Dornfeld said KUOW staffers began organizing last summer in hopes of improving pay and getting more say in decisions like newsroom reorganizations. At the heart of their fight: making sure KUOW staff can afford to live in the increasingly expensive city they cover.
"Your ability to live in the city of Seattle and afford life here can be really dependent on doing so in conjunction with a partner who has a better paying job than you do," Dornfeld said. "That's going to narrow the number of people willing to come to Seattle. When we really want to diversify our mostly white newsroom, that doesn’t do us any favors."

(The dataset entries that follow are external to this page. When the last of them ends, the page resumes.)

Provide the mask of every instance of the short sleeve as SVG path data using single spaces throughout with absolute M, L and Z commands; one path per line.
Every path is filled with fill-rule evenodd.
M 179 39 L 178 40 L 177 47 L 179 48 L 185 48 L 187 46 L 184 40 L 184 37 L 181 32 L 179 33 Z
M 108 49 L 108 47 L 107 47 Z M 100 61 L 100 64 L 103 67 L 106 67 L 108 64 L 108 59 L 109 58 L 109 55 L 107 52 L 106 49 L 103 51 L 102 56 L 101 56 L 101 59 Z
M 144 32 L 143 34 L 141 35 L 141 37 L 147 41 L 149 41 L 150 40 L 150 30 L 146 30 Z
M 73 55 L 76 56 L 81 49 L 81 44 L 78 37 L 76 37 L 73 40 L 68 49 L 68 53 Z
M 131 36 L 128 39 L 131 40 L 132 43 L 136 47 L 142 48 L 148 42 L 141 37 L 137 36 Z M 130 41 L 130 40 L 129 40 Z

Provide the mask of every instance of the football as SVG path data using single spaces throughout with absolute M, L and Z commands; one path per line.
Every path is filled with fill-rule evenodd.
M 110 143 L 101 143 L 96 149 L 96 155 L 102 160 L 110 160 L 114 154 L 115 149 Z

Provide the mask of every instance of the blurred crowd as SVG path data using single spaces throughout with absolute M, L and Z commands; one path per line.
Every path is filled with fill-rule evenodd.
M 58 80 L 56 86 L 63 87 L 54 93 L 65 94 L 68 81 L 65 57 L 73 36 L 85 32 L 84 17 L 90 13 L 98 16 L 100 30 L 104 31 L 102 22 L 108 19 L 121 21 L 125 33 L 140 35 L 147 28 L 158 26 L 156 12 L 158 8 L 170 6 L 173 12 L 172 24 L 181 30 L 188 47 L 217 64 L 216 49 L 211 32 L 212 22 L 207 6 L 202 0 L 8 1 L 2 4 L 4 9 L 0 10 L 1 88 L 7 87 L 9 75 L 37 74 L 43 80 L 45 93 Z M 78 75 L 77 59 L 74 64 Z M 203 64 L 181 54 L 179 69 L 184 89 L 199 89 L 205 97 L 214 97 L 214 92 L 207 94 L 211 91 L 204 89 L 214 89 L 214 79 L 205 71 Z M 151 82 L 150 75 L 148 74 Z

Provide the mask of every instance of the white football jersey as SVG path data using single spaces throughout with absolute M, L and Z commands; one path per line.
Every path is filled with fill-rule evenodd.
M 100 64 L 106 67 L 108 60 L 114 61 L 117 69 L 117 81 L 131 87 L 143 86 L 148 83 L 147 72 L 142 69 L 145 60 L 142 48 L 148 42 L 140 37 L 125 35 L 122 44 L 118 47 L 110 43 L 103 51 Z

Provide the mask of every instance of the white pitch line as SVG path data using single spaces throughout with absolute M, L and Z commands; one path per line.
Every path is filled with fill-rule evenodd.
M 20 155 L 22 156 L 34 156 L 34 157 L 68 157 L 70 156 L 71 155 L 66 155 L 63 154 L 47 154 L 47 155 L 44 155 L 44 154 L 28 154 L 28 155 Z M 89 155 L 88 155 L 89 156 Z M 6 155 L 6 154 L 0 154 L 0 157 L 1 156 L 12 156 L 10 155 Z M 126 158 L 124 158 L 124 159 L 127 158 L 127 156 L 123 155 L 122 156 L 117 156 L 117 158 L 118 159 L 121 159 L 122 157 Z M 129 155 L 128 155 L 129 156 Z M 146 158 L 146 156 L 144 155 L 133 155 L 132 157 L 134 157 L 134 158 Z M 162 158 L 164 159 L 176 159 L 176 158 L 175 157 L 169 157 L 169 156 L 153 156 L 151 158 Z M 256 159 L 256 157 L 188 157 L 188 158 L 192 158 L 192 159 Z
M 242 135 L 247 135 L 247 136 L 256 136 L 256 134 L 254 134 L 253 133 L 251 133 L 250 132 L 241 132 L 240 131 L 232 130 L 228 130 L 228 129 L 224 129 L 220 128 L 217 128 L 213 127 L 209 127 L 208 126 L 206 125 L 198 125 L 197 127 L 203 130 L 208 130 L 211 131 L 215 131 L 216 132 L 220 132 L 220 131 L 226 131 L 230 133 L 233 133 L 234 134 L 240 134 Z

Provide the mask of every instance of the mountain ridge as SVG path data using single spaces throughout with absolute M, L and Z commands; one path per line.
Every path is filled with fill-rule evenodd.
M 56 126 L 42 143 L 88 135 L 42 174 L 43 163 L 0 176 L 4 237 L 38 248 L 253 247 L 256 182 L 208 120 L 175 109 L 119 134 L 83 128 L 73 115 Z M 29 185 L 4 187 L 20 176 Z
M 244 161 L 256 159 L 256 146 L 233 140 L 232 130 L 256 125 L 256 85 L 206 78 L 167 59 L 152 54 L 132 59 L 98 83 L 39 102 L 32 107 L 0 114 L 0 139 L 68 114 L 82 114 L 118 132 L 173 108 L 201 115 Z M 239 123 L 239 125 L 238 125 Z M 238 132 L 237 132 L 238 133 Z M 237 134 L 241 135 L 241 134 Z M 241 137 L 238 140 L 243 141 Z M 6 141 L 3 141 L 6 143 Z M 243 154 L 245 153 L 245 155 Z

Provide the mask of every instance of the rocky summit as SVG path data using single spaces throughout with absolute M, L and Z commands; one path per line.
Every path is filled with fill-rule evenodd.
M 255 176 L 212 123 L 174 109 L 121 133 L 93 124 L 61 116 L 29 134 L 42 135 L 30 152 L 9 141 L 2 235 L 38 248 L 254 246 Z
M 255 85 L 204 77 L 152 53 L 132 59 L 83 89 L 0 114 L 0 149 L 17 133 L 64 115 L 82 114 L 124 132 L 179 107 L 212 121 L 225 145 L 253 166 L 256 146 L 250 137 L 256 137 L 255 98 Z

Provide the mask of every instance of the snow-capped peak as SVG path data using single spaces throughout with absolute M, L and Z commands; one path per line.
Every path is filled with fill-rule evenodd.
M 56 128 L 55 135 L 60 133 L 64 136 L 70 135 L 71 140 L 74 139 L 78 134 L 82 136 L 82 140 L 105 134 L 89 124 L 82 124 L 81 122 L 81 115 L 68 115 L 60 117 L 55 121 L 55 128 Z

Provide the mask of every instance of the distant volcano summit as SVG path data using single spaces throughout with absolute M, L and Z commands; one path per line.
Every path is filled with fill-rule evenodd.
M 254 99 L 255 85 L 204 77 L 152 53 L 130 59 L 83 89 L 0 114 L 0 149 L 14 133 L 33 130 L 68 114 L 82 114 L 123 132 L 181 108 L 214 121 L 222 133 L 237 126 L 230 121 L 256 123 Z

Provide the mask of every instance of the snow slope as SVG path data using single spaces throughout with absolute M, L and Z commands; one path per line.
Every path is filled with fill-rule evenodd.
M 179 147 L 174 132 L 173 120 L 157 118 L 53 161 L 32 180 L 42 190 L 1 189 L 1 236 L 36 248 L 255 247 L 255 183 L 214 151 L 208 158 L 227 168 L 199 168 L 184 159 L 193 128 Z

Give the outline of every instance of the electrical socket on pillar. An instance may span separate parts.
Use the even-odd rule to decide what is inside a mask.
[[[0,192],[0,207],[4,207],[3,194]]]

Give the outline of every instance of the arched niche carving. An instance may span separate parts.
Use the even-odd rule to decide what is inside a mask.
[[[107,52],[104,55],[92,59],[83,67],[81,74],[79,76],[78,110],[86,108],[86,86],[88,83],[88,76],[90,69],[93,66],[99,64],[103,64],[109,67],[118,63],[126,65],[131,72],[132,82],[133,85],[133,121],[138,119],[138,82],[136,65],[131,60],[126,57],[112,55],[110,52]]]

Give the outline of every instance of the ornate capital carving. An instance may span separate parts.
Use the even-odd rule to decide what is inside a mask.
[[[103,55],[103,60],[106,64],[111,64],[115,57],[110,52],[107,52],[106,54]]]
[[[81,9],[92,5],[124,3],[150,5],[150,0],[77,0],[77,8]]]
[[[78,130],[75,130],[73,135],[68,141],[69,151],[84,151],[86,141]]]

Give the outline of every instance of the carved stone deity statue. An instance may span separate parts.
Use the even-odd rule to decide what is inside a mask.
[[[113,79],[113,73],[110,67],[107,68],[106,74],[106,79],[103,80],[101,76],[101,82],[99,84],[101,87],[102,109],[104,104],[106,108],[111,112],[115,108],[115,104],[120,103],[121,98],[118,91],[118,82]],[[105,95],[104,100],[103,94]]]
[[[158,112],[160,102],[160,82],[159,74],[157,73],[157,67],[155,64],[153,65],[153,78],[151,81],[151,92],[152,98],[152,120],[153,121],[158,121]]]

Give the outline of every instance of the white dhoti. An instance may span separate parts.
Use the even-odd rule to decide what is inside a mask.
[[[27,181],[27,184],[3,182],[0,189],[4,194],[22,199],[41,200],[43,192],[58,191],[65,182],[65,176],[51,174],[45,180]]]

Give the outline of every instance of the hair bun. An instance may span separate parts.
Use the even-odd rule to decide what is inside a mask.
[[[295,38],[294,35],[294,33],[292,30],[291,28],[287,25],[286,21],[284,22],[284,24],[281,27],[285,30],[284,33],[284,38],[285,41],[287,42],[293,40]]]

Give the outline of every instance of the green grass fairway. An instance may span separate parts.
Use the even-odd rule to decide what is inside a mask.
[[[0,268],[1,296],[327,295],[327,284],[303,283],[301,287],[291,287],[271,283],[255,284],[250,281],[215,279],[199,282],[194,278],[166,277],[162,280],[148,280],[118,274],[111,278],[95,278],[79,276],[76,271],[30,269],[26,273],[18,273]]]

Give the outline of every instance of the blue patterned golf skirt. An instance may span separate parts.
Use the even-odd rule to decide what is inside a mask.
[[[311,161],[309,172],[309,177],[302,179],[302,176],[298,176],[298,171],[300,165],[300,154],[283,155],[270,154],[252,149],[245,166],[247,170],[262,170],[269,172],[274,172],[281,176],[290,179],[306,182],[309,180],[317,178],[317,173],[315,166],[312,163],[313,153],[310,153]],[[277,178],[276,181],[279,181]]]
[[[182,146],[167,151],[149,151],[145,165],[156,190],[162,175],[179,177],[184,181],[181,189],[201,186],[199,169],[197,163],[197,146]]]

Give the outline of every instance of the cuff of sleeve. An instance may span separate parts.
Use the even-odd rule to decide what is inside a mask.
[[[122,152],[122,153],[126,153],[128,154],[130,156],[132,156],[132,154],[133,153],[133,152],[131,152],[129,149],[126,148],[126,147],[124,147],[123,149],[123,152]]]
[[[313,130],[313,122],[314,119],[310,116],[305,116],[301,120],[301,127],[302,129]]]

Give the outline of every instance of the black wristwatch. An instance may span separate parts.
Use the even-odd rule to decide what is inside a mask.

Some entry-level employees at KUOW make less than $40,000, Dornfeld said. Others make salaries in the $40,000 range. Those "shockingly low" starting salaries are lower than KNXK (another NPR affiliate in Seattle) and KQED in San Francisco, Dornfeld said. That pay can leave KUOW staffers living with their parents or struggling to make ends meet. "We think that's ridiculous at a station that is as prosperous as KUOW is," Dornfeld said. According to tax documents, the station raised about $12 million in grants and donations in 2015. According to Dornfeld, KUOW's annual budget is now about $15 million. UPDATE: University of Washington spokesperson Victor Balta said that as of the start of February, after a compensation study, there are no full-time KUOW employees making less than $40,000. Before that, one entry-level staffer made less than $40,000, Balta said. (KUOW is licensed through the University of Washington.)
In a statement provided by the union, producer Amina Al-Sadi said, "To keep serving our listeners well, we need to be able to afford to live in the communities we serve."
The station has about 100 employees, around 60 of whom will be part of the bargaining unit. According to the union, the Washington State Public Employment Relations Commission certified the vote through a card check in which more than 70 percent of those who will be represented by the union signed cards in favor. The KUOW bargaining unit will include announcers, hosts, producers, reporters, and digital and community engagement staff.
SAG-AFTRA represents 160,000 workers nationwide, according to the union. Those members include staff at NPR, KNKX, and Seattle's three major local TV news stations: KING 5, KOMO, and KIRO.
According to Dornfeld, management at the station and UW did not launch an anti-union campaign. In a statement, UW spokesperson Victor Balta said, "We look forward to bargaining in good faith. We anticipate we will all benefit from ongoing dialog with KUOW staff as we continue the important service we provide for our community."
This story has been updated with comment from the University of Washington.